Issuers must publicly disclose up-to-date information on the use of funds, once a year from the date of issue, on maturity for issues with a maturity of less than one year, within the framework of the Board’s regulations on public disclosure of material events. Reporting should be done until the full amount of funds is used up. In addition, issuers have an obligation to publicly disclose important developments in the same manner.
In the applications to be made for the issuance of green bonds abroad, the framework document is prepared in line with the foreign green bond standards to which the issue is made or to which it is subject and approved by the board of directors, and the external review regarding the compliance with the foreign standards based on issuance must be submitted to the Board.
In addition, this framework document and the external review, together with the issue document, are required to be announced on the Public Disclosure Platform (KAP) and on the issuer’s website, in case the issuer is a member of the Public Disclosure Platform (KAP) for the issuance of green bonds abroad. Therefore, for the issuance of green bonds abroad, in addition to the regulation expected to enter into force in Turkish law, compliance with the green bond standards of the place to which the issuance is sought.
The regulations in the Guide published by the Board are not mainly related to the issuance of bonds, but rather how the amount obtained with the issuance will be used and to supervise this use. Therefore, the issuance of green debt instruments, including green bonds, will be subject to the same procedures and conditions as the bond issuances stipulated in the Communiqué on Debt Instruments No.

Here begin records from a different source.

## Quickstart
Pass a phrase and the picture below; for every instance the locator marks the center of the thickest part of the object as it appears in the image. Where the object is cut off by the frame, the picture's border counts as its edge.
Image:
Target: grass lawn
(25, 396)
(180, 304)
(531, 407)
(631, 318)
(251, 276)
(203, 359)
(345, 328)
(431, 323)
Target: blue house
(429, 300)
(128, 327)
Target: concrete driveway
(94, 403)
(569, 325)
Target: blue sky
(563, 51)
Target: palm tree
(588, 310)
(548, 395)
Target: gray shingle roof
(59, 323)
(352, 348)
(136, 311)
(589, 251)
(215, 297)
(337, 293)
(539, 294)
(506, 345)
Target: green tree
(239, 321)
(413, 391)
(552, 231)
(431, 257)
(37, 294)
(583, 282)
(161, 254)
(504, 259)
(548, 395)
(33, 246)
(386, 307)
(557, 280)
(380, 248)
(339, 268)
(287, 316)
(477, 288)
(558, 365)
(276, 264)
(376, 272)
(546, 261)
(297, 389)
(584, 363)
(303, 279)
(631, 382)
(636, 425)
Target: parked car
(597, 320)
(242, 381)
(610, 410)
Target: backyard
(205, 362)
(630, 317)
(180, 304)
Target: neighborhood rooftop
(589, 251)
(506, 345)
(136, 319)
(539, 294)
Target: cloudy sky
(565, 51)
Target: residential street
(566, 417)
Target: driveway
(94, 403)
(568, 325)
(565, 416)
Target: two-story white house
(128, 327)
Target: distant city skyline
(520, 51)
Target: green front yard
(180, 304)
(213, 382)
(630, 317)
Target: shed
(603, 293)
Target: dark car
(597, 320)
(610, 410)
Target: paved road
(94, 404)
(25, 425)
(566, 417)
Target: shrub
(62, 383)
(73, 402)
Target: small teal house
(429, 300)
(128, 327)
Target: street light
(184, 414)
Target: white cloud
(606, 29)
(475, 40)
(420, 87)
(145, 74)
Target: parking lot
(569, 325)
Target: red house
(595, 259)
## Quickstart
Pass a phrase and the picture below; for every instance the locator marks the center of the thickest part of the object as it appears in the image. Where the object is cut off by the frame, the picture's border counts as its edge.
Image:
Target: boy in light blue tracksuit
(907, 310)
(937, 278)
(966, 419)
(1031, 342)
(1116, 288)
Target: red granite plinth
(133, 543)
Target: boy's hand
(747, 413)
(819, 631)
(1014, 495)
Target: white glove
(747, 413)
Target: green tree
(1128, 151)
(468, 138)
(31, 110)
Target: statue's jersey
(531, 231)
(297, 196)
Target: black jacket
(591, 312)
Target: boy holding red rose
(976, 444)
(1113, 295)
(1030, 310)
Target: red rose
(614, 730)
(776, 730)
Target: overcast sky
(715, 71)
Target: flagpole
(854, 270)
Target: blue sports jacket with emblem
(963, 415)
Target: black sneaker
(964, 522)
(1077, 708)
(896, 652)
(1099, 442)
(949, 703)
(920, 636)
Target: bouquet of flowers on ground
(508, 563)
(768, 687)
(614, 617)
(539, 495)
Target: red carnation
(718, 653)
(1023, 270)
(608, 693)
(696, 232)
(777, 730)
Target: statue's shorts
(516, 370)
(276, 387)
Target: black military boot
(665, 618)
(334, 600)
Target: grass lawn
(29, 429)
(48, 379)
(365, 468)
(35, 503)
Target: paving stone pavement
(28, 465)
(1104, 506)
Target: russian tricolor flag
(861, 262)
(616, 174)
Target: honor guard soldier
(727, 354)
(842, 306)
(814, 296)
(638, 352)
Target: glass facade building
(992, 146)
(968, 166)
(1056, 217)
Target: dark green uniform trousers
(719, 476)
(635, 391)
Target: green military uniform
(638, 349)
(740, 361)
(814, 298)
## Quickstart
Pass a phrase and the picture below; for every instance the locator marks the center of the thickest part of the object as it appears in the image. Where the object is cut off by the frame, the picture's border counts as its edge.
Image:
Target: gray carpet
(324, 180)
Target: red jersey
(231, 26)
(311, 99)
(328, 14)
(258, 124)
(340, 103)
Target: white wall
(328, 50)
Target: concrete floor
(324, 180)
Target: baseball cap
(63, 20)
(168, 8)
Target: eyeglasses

VII-128.8, without prejudice to the provisions in the published Guide.
3. What awaits Companies in the Future?
Although supporting environmentally friendly projects through green bonds seems to be an advantage for companies, in the future, companies may encounter practices such as Carbon Border Tax, which will impose a significant financial burden on their exports to EU member states, especially if the criteria brought by the Paris Agreement and the Green Deal are not followed.
However, in order for companies to reach financing with more affordable costs, it may be a condition to comply with certain criteria regarding the protection of the environment. Similarly, obligations may be imposed on credit institutions such as allocating resources primarily to green projects or allocating a certain part of their resources to green projects. As a result, companies may face consequences such as unbearable financing costs or the inability to access financing for projects that harm or even do not contribute to the protection of the environment.
The criteria called ESG (Environmental, Social, and Governance) criteria can also be mentioned in this context. The access to finance of companies that meet these criteria is made more advantageous than those that do not, and the amount of finance provided according to these criteria has been increasing in recent years. Therefore, companies should consider green financing as an alternative way of financing.